Dans le passé, de telles manœuvres tactiques ont contribué à éloigner les candidats d’extrême droite du pouvoir. Mais le soutien au parti de Mme Le Pen s’est largement répandu.

M. Bardella, qui n’a aucune expérience de gouvernement, affirme qu’il utiliserait les pouvoirs de premier ministre pour empêcher M. Macron de continuer à fournir des armes à longue portée à l’Ukraine pour la guerre contre la Russie.

Le RN remet également en question le droit à la citoyenneté des personnes nées en France et souhaite restreindre les droits des citoyens français ayant la double nationalité. Les critiques estiment que cela porte atteinte aux droits de la personne et constitue une menace pour les idéaux démocratiques de la France.

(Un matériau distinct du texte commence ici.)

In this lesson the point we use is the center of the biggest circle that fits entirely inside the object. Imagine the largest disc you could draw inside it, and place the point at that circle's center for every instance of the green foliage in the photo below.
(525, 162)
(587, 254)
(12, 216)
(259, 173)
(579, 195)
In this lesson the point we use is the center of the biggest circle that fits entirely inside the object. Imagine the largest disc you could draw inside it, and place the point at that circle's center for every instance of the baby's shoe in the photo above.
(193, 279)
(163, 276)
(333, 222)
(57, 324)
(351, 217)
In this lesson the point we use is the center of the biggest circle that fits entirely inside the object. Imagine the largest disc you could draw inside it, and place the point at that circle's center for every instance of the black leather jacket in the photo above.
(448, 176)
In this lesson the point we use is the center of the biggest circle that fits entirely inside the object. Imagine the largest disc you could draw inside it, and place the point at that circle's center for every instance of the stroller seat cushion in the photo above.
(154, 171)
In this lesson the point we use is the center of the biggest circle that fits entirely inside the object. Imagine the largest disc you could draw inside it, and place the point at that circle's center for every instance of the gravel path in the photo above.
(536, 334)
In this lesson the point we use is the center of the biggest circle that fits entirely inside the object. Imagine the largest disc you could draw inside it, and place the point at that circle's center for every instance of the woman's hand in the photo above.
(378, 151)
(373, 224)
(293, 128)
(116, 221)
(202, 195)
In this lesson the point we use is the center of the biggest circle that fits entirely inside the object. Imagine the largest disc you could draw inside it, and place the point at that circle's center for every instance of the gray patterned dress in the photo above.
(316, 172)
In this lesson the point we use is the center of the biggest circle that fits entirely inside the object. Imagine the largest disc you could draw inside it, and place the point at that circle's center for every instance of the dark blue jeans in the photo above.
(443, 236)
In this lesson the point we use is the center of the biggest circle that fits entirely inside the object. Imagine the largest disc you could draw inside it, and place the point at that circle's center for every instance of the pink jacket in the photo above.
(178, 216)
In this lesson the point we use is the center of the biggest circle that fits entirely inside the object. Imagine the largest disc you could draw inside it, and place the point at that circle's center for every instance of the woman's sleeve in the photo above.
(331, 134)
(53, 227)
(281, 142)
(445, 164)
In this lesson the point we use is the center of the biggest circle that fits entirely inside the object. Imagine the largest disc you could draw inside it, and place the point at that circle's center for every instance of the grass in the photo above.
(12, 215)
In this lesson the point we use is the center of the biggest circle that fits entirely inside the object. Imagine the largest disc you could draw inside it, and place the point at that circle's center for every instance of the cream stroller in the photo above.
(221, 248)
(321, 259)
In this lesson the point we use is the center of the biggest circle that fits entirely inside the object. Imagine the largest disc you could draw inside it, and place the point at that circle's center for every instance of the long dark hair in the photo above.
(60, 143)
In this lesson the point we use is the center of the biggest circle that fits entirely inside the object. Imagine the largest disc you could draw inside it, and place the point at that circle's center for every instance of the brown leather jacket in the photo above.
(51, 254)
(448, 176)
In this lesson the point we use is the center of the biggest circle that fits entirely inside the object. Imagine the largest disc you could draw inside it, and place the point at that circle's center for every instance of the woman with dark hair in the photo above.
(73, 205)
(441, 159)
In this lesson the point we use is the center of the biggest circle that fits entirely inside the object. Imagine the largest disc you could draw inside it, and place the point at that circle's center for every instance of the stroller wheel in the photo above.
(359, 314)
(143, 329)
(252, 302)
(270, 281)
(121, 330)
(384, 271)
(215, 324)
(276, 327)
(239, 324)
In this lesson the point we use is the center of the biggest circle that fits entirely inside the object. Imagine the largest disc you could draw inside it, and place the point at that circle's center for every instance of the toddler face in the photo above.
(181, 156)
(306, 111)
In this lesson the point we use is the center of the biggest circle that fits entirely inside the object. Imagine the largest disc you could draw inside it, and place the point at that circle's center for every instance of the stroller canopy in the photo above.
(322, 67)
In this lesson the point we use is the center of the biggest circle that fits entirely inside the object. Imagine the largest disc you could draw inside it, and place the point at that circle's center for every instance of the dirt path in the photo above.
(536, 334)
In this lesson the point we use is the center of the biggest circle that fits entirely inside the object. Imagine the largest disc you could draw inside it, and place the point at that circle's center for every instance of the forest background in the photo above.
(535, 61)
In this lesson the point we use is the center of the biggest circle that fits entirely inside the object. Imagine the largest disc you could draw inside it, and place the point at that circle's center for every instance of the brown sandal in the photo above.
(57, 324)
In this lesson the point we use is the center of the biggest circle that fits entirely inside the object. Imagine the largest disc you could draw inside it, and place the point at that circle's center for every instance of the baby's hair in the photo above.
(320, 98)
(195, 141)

Pendant ce temps, les promesses de dépenses publiques énormes du RN et en particulier de la coalition de gauche ont ébranlé les marchés et suscité des inquiétudes concernant le lourd endettement de la France, déjà critiquées par les organismes de surveillance de l’Union européenne.

En Nouvelle-Calédonie, territoire français agité du Pacifique, les bureaux de vote ont fermé plus tôt en raison d’un couvre-feu que les autorités de l’archipel ont prolongé jusqu’au 8 juillet. Les violences y ont éclaté le 13 mai, faisant neuf morts après deux semaines de troubles, en raison des tentatives du gouvernement Macron d’amender la Constitution française et de modifier les listes électorales en Nouvelle-Calédonie, ce qui, craignaient les autochtones du peuple kanak, les marginaliserait davantage. Ils cherchent depuis longtemps à s’affranchir de la France.

Les électeurs des autres territoires français d’outre-mer de Saint-Pierre-et-Miquelon, de Saint-Barthélemy, de Saint-Martin, de la Guadeloupe, de la Martinique, de la Guyane, de la Polynésie française et ceux votant dans les bureaux ouverts par les ambassades et postes consulaires à travers les Amériques ont voté samedi.